I know it’s one of the oldest cliches on football, but this morning’s Academy match at Treforest against Arsenal was a classic game of two halves. For forty five minutes, City played excellently and completely dominated their opponents, but, after the break, Arsenal were just as on top as we had been (more so probably) and although 2-2 was probably right over the ninety minutes, i think by the end City were definitely the side who were grateful for the draw.
So, draws at Liverpool and at home to Arsenal in your first four league matches sounds pretty impressive, but what has happened in the three weeks between those games tells the story on what has been a disappointing start to the season for the Under 18’s in terms of results and, to a lesser extent, performances. First, there was an unlucky loss, but so-so display in losing 3-2 to Sheffield Wednesday and then last week’s 6-1 hammering by a strong Fulham side must have hit confidence hard – things weren’t helped either by a 3-2 home loss in a midweek friendly with Bristol Rovers either.
Against that backdrop, the way City started off against Arsenal came as a very pleasant surprise. Malky Mackay has emphasised that he wants a pressing game from his team when the opposition is in possession and the Academy kids gave as complete an exhibition of this as I have seen from a City team this season. Arsenal were given no time to settle into any sort of rhythm by a fired up and physical City side with Mamadou Diallo impressing in particular with his tackling.
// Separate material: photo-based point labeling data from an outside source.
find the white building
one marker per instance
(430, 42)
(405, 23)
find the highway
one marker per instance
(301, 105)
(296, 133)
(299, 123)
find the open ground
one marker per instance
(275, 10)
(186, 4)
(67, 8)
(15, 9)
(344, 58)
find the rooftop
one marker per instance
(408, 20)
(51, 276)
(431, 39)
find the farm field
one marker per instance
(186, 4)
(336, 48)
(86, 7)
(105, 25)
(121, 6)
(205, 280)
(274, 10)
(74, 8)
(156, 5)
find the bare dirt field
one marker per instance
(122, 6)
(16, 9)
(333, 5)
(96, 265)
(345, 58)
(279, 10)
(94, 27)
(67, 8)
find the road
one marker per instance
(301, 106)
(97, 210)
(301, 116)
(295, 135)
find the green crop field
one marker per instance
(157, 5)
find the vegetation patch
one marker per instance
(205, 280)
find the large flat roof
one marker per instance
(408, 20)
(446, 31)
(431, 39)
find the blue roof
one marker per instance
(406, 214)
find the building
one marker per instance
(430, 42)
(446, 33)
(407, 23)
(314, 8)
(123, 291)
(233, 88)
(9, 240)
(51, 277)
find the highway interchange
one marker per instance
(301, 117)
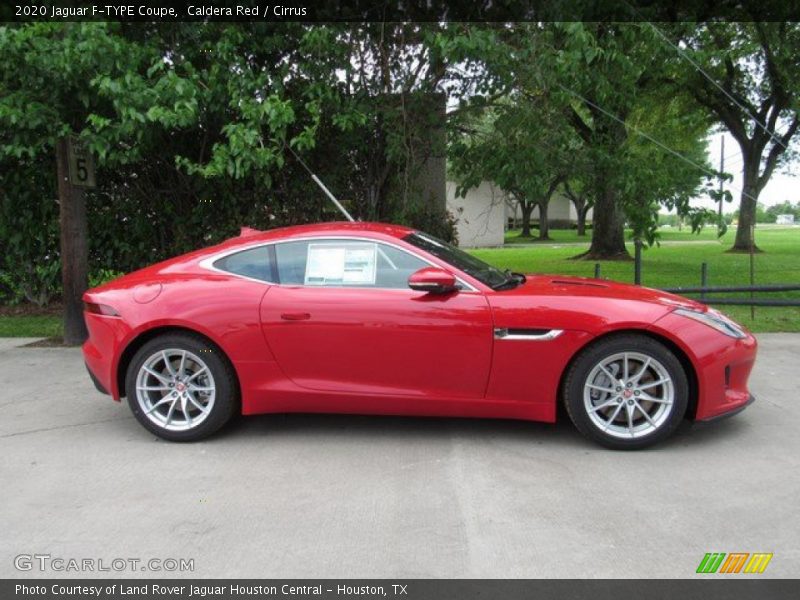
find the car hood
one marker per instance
(580, 304)
(559, 285)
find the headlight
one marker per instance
(714, 320)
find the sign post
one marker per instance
(75, 170)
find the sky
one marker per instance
(782, 185)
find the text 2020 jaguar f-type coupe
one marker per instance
(381, 319)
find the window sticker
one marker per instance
(340, 264)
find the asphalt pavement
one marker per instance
(355, 496)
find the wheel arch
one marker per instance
(145, 336)
(680, 354)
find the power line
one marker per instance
(650, 138)
(712, 80)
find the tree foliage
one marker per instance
(747, 75)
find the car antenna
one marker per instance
(321, 185)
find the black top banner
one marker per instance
(403, 10)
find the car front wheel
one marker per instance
(626, 392)
(180, 387)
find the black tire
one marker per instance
(585, 364)
(226, 394)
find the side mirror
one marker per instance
(432, 280)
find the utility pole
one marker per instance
(721, 178)
(75, 171)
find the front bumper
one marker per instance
(721, 364)
(730, 413)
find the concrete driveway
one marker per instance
(340, 496)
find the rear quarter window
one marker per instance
(252, 263)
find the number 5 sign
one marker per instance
(81, 164)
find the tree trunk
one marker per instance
(608, 232)
(747, 210)
(74, 249)
(527, 210)
(544, 223)
(582, 211)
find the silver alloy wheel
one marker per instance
(175, 389)
(629, 395)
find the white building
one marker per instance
(482, 216)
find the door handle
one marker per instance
(295, 316)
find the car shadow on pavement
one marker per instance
(378, 429)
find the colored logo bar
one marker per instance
(736, 562)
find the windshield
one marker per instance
(483, 272)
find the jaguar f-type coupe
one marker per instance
(371, 318)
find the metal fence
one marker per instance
(706, 292)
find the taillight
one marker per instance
(100, 309)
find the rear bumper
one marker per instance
(96, 381)
(730, 413)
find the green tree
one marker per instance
(746, 75)
(522, 147)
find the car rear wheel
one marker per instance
(180, 387)
(626, 392)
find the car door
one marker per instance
(342, 318)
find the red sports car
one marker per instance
(380, 319)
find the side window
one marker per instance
(337, 263)
(250, 263)
(395, 266)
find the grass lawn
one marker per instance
(671, 265)
(570, 236)
(675, 264)
(22, 325)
Playing a fluid 4-5-1 which soon changed into 4-3-3 with Theo Wharton and Jannis Drais supporting lone striker Jesse Darko when they were attacking (which was most of the time), City made their opponents look pretty bedraggled and ordinary with their urgency and, at time, neat football. If there was a criticism during the first half, it was that City didn’t really create the chances their superiority merited – Joe Ralls’ corner went straight into the net, but the goal was correctly disallowed for a foul and Darko fired not far over, while Wharton was crowded out when Arsenal, not for the first time, lost the ball in a dangerous area.
City had just the one goal lead at the break to show for their complete dominance. This arrived after around twenty five minutes when a superb long ball by Ralls was seized upon by Darko who first showed good pace to reach the ball and then fine finishing to hit his shot over the Arsenal keeper from about twenty yards out. The turning point of the game though probably came in the last minute of the half when Drais, playing as well as I have seen him, chased another long ball and was brought down for an obvious penalty – unfortunately though Ralls low effort was not struck too well and, once he chose the right way to go, the Arsenal keeper was able to make a pretty routine save.
If City could have got two goals clear, maybe the second half would have worked out differently, but the delay in taking the penalty while Drais received treatment was a double blow for them in that it may well have effected Ralls and the injury he picked up also left the French striker, who had been so effective beforehand, something of a passenger when his team least needed one. Perhaps the wind, which did not seem that strong, that was blowing down the pitch effected things more than I thought it did, but I reckon a more likely explanation as to why things changed around so much after the break was that City had put so much into the first half that they simply began to tire. Where all the play had been towards the Arsenal goal previously, it was now City who were under pressure – for a while, they coped quite well, but something had to give eventually and, in some ways, the equaliser when it came after about an hour was similar to City’s goal as a long ball was chased down and then expertly finished by the scorer.
For the next twenty minutes, it looked like there could only be one winner – City rode their luck and had to rely on some good saves by their keeper, but, to their immense credit, they managed to lift the siege with ten minutes left as Kevin Saint-Luce first saw his shot saved and then put his side in front from close in after all three subs combined well. Arsenal’s response was impressive and only a great save stopped them equalising (I wish I knew the keeper’s name to give him the credit he deserved but, in these early season matches in particular, it’s hard to identify players who you are only seeing for the second or third time), but they were not going to be denied for long and they equalised for a second time when City couldn’t deal with a cross from their left. After this, both sides went all out for the winner – Arsenal twice came so close as efforts flew just wide and just over, but City also finished strongly with another effort by Saint-Luce being blocked by the keeper and then claims for a penalty being denied by a ref who I thought did a good job overall.
A game which offered more entertainment than the one I was to watch at Cardiff City Stadium a few hours later ended with honours even – I’m not going to nominate a City man of the match because, although their performances weren’t complete in that they faded after the break, I thought all of the team gave everything they could and were a credit to the club. Just a quick word about the Under 16’s to finish, they lost 1-0 in a match which, from the limited amount I saw seemed to get a bit feisty at times!